For the ROC form, in particular, companies need to contract the services of an official Qualified Security Assessor (QSA), vetted by the PCI SSC. RSI Security carries QSA status and can assist in any element of the PCI compliance process—implementation through verification.
How Merchant Level Impacts the PCI Documentation Needed
A company’s PCI Merchant level is defined by the individual SSC stakeholder whose cards it primarily processes. For example, Visa’s PCI compliance guide categorizes merchants into their Levels based on the following criteria:
- Merchant Level 1 – Merchants who process over six million annual transactions across all sales channels (e-commerce and traditional) submit ROC and AOC forms annually.
- Merchant Level 2 – Merchants who process one to six million annual transactions across all channels (e-commerce and traditional) submit SAQ and AOC forms annually.
- Merchant Level 3 – Merchants who process 20 thousand to one million e-commerce transactions annually (only e-commerce channels) submit SAQ and AOC forms annually.
- Merchant Level 4 – Merchants who process less than 20 thousand annual e-commerce transactions or one million transactions across all channels submit SAQ forms annually.
Individual stakeholders within the SSC Founding Members define merchant Levels differently, but the differences are negligible. Regardless of Level, documentation must account for all controls.
PCI DSS Requirements Reported Across All Documentation
The last critical consideration about SAQs and PCI documentation more broadly is what each form reports.
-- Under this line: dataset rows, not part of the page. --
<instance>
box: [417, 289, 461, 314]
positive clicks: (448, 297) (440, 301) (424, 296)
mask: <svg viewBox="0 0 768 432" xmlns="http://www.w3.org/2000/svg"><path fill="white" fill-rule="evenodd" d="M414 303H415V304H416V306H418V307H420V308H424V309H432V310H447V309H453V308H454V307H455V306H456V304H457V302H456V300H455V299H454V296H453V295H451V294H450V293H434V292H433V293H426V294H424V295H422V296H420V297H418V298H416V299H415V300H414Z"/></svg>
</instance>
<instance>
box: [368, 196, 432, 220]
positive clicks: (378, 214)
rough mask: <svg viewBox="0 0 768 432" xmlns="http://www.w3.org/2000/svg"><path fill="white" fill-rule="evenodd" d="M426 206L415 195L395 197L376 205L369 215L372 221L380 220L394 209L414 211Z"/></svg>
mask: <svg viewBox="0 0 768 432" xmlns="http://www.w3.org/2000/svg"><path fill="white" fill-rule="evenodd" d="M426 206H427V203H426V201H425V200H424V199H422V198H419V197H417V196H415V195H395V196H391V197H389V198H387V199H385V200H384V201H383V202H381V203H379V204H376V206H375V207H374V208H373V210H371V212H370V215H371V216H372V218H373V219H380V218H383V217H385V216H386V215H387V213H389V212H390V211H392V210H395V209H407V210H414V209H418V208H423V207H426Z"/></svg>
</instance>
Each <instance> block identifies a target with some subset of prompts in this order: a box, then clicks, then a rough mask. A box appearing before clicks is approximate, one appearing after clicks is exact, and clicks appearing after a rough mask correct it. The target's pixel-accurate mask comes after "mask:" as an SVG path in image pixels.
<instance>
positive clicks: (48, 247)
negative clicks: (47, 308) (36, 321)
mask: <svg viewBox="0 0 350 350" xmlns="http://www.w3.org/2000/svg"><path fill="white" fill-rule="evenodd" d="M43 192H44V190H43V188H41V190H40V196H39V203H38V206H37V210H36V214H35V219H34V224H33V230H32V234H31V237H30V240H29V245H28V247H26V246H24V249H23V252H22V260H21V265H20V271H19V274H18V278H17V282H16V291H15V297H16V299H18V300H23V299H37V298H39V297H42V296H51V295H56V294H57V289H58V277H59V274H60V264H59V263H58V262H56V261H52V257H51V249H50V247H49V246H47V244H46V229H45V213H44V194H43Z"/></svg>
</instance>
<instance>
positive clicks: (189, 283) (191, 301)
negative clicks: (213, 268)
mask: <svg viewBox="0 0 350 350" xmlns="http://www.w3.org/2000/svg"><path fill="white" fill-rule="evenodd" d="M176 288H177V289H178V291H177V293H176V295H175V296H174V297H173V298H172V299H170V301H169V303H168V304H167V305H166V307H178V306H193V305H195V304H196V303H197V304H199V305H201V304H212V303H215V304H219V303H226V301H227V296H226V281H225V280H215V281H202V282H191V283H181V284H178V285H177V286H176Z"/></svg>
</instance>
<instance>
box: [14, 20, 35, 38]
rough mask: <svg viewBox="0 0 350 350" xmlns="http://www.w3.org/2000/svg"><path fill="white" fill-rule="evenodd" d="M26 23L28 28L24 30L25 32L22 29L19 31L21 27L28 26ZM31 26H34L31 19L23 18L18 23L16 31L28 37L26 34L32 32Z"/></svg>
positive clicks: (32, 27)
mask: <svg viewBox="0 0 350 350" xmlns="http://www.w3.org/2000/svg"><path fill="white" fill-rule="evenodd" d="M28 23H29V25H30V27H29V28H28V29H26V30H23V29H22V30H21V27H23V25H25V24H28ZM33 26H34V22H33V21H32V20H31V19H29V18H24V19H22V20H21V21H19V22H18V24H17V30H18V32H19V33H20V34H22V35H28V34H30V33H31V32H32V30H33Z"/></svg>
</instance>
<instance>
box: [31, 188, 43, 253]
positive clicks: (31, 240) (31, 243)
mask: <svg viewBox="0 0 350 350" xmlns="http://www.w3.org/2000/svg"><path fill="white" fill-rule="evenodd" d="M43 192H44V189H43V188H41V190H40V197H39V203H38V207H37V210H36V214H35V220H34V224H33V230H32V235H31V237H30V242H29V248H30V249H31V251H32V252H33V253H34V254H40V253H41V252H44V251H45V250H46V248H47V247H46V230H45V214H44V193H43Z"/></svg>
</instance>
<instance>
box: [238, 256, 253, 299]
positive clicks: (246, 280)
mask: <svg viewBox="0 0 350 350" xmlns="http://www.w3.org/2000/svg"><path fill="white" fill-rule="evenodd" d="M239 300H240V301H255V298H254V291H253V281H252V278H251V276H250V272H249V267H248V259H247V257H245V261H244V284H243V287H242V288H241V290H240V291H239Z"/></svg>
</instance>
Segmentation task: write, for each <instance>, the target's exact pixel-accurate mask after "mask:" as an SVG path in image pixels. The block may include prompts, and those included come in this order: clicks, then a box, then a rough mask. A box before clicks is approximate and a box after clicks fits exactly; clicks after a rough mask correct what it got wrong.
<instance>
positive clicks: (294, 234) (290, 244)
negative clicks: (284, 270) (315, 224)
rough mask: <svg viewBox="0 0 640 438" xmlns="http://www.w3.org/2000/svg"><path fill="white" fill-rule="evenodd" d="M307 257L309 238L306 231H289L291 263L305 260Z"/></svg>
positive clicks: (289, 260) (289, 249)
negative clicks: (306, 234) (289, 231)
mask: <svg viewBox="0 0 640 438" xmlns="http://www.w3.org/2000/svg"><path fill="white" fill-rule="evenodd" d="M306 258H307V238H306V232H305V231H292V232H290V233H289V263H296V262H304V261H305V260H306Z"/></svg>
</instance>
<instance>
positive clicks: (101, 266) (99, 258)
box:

Companies submit SAQs, AOCs, or ROCs to verify their implementation of:
- PCI DSS Requirement 1 – Install and maintain firewall configurations to establish a secure perimeter around systems, preventing improper access to CHD or sensitive data.
- PCI DSS Requirement 2 – Remove all default security settings and configurations supplied by vendors and replace them with more robust, company-generated settings.
- PCI DSS Requirement 3 – Protect all CHD and sensitive data in storage, both within company systems and in external storage, hosting, or data processing environments.
- PCI DSS Requirement 4 – Protect all CHD and sensitive data transmitted over open, public, or otherwise unsecured networks with strong encryption and minimal traffic.
- PCI DSS Requirement 5 – Install and maintain updates to antivirus and antimalware programs on all systems containing or otherwise connected to CHD and sensitive data.
- PCI DSS Requirement 6 – Develop secure systems and applications for safe handling, storage, and processing of CHD and sensitive data, as well as maintain system and app updates.
- PCI DSS Requirement 7 – Restrict all access to CHD and sensitive data by individuals’ specific “business need to know” and deny all other access unless otherwise authorized.
- PCI DSS Requirement 8 – Authenticate the identity of all individuals accessing or using CHD and sensitive data through rigorous methods such as multi-factor authentication.
- PCI DSS Requirement 9 – Restrict proximal access with physical or logical barriers for devices, workstations, and spaces containing or connected to CHD and sensitive data.
- PCI DSS Requirement 10 – Monitor all access to CHD and sensitive data, tracking user behavior, and test network security features at regular intervals and after special events.
- PCI DSS Requirement 11 – Perform assessments at regular intervals on all security systems containing, connected to, or otherwise related to CHD and sensitive data.
- PCI DSS Requirement 12 – Develop, adjust, distribute, and maintain a formalized security policy addressing explicit roles and responsibilities for all internal personnel.
Rethink Your PCI DSS Implementation and Compliance
Since most companies process credit card payments, PCI DSS compliance is widely applicable. And, since so many different types of companies need to comply, there are many different PCI DSS SAQ types to accommodate their wide-ranging payment technologies.